“Wine before pregnancy ‘changes baby’s face’”

Welcome to another entry in our new Panic Headlines series. Today we’re going to tackle prenatal alcohol usage and child face shape, and induced labor and IQ.

A few weeks ago we had this headline in The Telegraph. The first sentence of the article does not disappoint: “Drinking just one small glass of wine a week in the three months before pregnancy may alter the face of your child, a study suggests.” The author follows up with this: “Scientists caution that the face acts as a ‘health mirror’ and the findings could indicate some deeper health issues…”
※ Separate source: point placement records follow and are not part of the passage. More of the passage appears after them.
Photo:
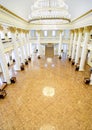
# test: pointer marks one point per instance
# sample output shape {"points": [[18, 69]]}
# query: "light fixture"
{"points": [[49, 12]]}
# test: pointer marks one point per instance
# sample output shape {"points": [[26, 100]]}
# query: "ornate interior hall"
{"points": [[45, 65]]}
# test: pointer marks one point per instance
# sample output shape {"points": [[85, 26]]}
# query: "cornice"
{"points": [[90, 11], [10, 12]]}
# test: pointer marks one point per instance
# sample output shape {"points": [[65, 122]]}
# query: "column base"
{"points": [[81, 69], [90, 82], [60, 57], [39, 57]]}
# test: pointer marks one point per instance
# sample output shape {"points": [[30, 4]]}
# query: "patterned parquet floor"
{"points": [[48, 95]]}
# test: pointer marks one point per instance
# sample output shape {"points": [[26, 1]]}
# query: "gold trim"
{"points": [[1, 28], [90, 11], [12, 29], [10, 12]]}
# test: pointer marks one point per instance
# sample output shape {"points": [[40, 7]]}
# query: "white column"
{"points": [[17, 58], [78, 46], [74, 44], [60, 43], [29, 48], [38, 45], [91, 79], [21, 47], [71, 43], [4, 64], [84, 49]]}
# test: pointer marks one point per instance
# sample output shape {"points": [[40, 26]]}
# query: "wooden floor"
{"points": [[48, 95]]}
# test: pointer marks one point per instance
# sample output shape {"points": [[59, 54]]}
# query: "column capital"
{"points": [[80, 30], [38, 31], [60, 31], [76, 30], [1, 28], [72, 31], [19, 30], [87, 29]]}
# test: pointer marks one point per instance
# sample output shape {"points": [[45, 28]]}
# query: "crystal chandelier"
{"points": [[49, 12]]}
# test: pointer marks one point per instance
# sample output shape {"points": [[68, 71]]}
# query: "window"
{"points": [[45, 33], [53, 33]]}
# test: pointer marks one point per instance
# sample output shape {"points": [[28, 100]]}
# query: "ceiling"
{"points": [[22, 7]]}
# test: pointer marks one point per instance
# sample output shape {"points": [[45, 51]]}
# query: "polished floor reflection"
{"points": [[48, 96]]}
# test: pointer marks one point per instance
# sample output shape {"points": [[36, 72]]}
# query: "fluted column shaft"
{"points": [[4, 64], [16, 52], [78, 46], [60, 43], [84, 49], [74, 44], [21, 47], [71, 43], [38, 45]]}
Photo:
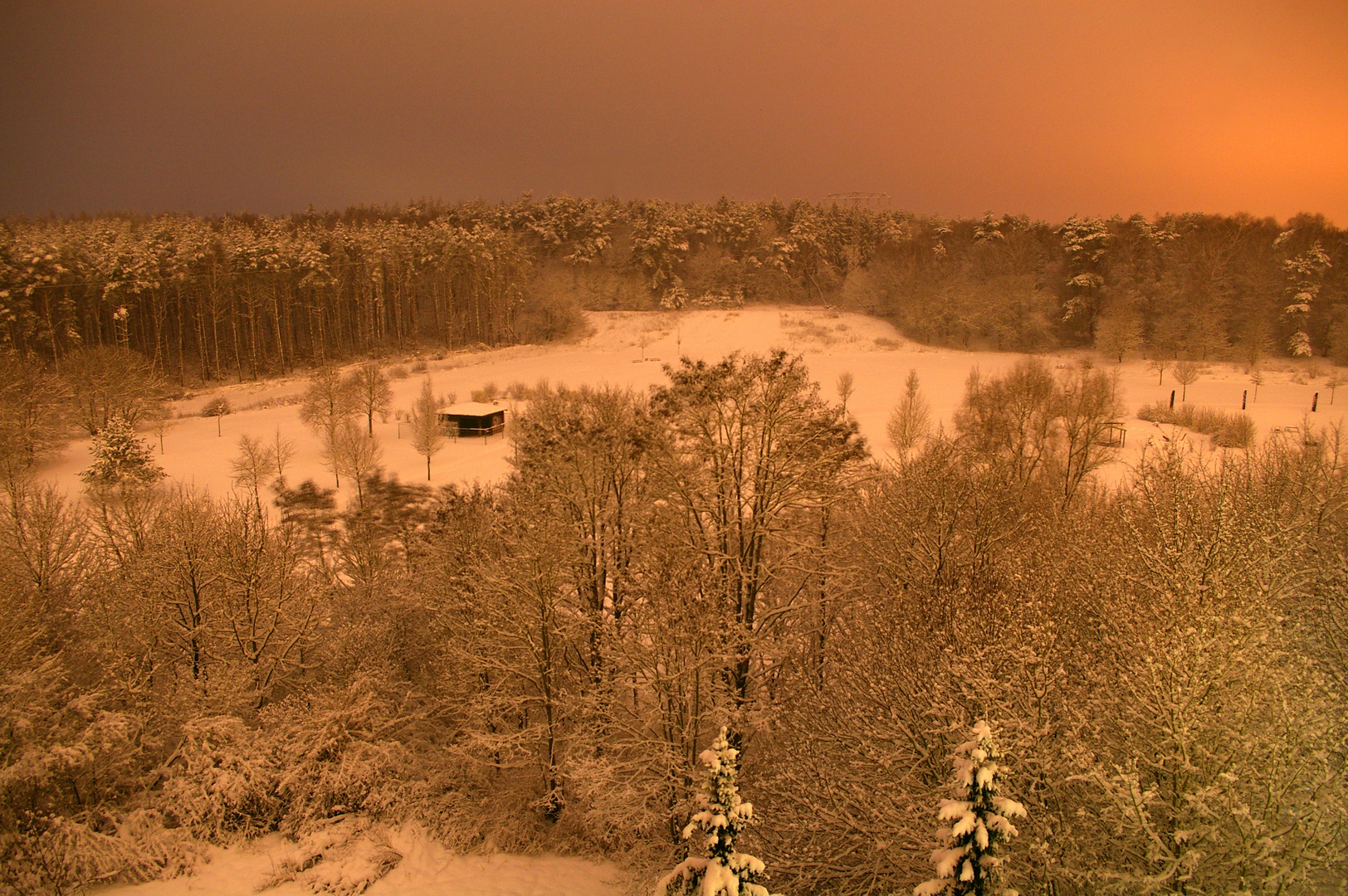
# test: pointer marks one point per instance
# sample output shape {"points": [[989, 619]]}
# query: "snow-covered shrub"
{"points": [[968, 864], [343, 857], [56, 853], [336, 753], [66, 762], [227, 781], [723, 818], [1220, 767]]}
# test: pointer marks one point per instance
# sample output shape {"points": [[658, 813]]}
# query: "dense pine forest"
{"points": [[247, 297]]}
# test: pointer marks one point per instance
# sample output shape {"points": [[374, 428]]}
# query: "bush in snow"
{"points": [[968, 863], [720, 821]]}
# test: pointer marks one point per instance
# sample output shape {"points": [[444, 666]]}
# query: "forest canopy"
{"points": [[246, 295], [538, 665]]}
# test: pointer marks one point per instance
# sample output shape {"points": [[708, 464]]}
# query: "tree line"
{"points": [[247, 295], [541, 663]]}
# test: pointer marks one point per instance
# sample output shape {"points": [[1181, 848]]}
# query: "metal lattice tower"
{"points": [[857, 200]]}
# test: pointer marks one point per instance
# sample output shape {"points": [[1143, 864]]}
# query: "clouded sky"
{"points": [[950, 107]]}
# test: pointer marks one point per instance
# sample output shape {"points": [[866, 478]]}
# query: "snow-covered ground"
{"points": [[628, 348], [423, 868]]}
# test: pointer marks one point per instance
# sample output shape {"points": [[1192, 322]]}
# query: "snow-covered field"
{"points": [[628, 348], [425, 868]]}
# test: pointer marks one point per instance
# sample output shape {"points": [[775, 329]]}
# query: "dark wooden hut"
{"points": [[472, 418]]}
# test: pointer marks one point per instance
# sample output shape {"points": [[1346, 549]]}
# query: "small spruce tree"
{"points": [[968, 864], [120, 460], [723, 816]]}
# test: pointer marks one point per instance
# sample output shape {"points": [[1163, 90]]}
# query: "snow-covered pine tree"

The study on which this is based appeared in the journal Human Reproduction. In short, the authors use data from a study called the Generation R Study, run in the Netherlands. In it, about 10,000 women are asked many pregnancy questions — including about alcohol consumption before and during pregnancy — and there are a lot of measurements taken of their children. For the purposes of this particular study, they use 3-D face images of children at ages 9 and 13.

The authors generate 200 face measurements (“traits”). They then analyze the relationship between these traits and prenatal alcohol exposure, including both drinking during pregnancy and before pregnancy. They find that, at age 9, several traits are significantly associated with prenatal alcohol exposure, including with pre-pregnancy exposure.

To understand what I see as the key problem with this paper, it is important to understand what we mean by “significant.” You’ll often see papers talk about a result being “significant at the 5% level.” Colloquially, people think of this as meaning the result is real or correct — this is how you know the result is to be believed.

However: there is a formal meaning here. A p-value of 5% means that if the true effect was zero, only 5% of the time would you expect to see an effect of this size. Put differently: imagine a setting in which a treatment had no effect on the outcome. If you analyzed the relationship with 100 different samples, 5% of the time you’d expect to get a significant relationship, just by chance. This is because of how sampling works.

This is relevant here. Imagine that, in reality, there were no differences across groups in their facial features. However: if we study 200 different features, we’ll expect to see at least 10 of them where a relationship is significant at the 5% level. Just by chance.

The authors know this, of course, and they run a standard adjustment for multiple hypothesis testing. But such adjustments are somewhat ad hoc, and there remains the real concern that when you look at so many different outcomes, across multiple age groups, you’re bound to find something.

Given this concern, it’s important to look for evidence of consistency in the results. If we were consistently seeing one facial feature jump out, across age groups and variations in the analysis, this would provide added confidence.

In fact, the results are all over the place. A few examples…

They run analysis that relies on a binary measure of alcohol exposure and analysis that relies on a continuous measure of exposure. The two analyses pick up different facial features, making it look like drinking at all affects one thing, but drinking more affects something else (and not the first thing).
The effects only show up at age 9, not at age 13.
The data includes multiple ethnic groups. When they limit to only those of Dutch nationality, the effects are not only less significant but also different facial features show up.
There are a set of facial traits that are associated with exposure before pregnancy. However, some of these do not show up for babies who are also exposed during pregnancy. For this to hang together, it must be that the exposure during pregnancy somehow cancels out the exposure before.

This is all challenged as well by the fact that there is no theory behind it. There are reasons to think that heavy alcohol exposure during pregnancy could change face shape, but it is unclear by what biological mechanism exposure before pregnancy would matter.

In the end, this paper feels like a data-mining exercise. There is nothing consistent to hang our hat on. It’s scare-mongering by way of a version of p-hacking. Bad!